How many people feel stressed at the airport?
CPP looked into the issues of the stresses associated with airport travel and found out some interesting things about what Brits think about departing from airports for the annual trip away.
From the 2,005 people surveyed, 42 per cent said airports make them feel stressed and close to a quarter (23%) find the prospect of getting on to their flight as stress inducing if not more stressful than moving house! The problem has become so common that one in ten of us are now avoiding flying altogether as a result.
What’s even more interesting is that 2.9 million people have missed a flight in the past, with 20 per cent of us having had to run to the gate to catch a flight with just minutes to spare.
Why are airports so stressful?
So, why is airport travel so stressful? We worked with psychologist, David Moxon to investigate this further. He told us that it’s no surprise that airports can be stressful places; there’s potential for many different things to happen (and all outside of our control) which, when combined, make them particularly stressful places.
What’s more, if you’re on the way to the airport worried about whether you’ve remembered your passports, or if you really did lock the front door, you will consequently feel a little bit more stressed at the airport because you’re already harbouring all these anxieties. This is known as the ‘accumulation effect’ so the airport experience will just make these stressful feelings come to a head.
What can you do to avoid stress?
So, if reading all of this makes you feel a little bit stressed about your next trip to the airport, what can we do to feel less anxious about the whole experience? It’s all in the planning and about trying to remain calm, relaxed and in control as much as possible. 40% of those polled said having a quiet environment or access to a lounge (35%) would improve the experience of airport travel. If you’re lucky enough to be heading to the airport soon to go somewhere nice, take a look at our top tips for avoiding airport stress:
1. Choose your airport carefully. Bigger airports tend to be busier which can mean higher stress levels. So consider flying to a smaller, local airport to reduce transfer times and hassle.
2. Do as much as you can online beforehand. Many airlines now allow travellers to check in online up to forty eight hours beforehand, which can really reduce the amount of time spent queuing when you arrive at the airport. If you do choose this option, remember to print off your boarding pass.
3. Minimise parking time. Airport car-parks are huge and navigating them can be tricky, so consider dropping off all your passengers at check in and having one person park the car to avoid unnecessary stress.
4. Check in minimal luggage. With airlines increasingly charging for checked-in luggage, you can avoid queues and save cash by taking carry-on luggage where possible, especially for short breaks. This means you can go straight through to security and save time on the other side.
5. Opt for fast-track security. Some larger airports now allow passengers to pay for the opportunity to fast-track through the security gates. This can speed up the airport process and give you more time relaxing on the other side.

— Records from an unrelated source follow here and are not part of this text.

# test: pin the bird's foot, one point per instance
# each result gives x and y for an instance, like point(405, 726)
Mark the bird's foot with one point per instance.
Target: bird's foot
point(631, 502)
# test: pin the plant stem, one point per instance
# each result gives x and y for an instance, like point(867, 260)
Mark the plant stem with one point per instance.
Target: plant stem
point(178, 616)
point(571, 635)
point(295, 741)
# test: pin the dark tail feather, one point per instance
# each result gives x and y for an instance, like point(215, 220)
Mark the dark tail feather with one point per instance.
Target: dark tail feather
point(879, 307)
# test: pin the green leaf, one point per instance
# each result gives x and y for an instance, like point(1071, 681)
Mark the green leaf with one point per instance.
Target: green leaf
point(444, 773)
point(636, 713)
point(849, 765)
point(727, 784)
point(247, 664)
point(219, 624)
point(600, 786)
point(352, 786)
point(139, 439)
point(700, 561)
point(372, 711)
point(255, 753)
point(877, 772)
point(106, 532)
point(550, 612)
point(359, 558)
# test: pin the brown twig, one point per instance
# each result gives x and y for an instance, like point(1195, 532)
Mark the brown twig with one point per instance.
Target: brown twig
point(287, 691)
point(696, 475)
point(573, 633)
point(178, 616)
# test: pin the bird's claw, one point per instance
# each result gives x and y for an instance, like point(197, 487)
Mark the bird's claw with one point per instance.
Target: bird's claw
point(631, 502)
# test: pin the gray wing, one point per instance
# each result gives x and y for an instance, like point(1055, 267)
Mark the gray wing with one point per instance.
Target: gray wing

6. Take advantage of airport lounges. Airport lounges are a great way to relax and get that holiday feeling before boarding the plane – you’ll be guaranteed a seat and get complimentary snacks. CPP’s Airport Angel AirText service will even text you when your flight is boarding to ensure you get there on time.
7. Have a boarding strategy. If you have pre-booked seats it may be worth boarding last, meaning you can spend longer in the lounge and less time queuing at the gate. If you haven’t got pre-booked seats, think about getting priority boarding or leaving a little more time at gate to get to the front of the queue.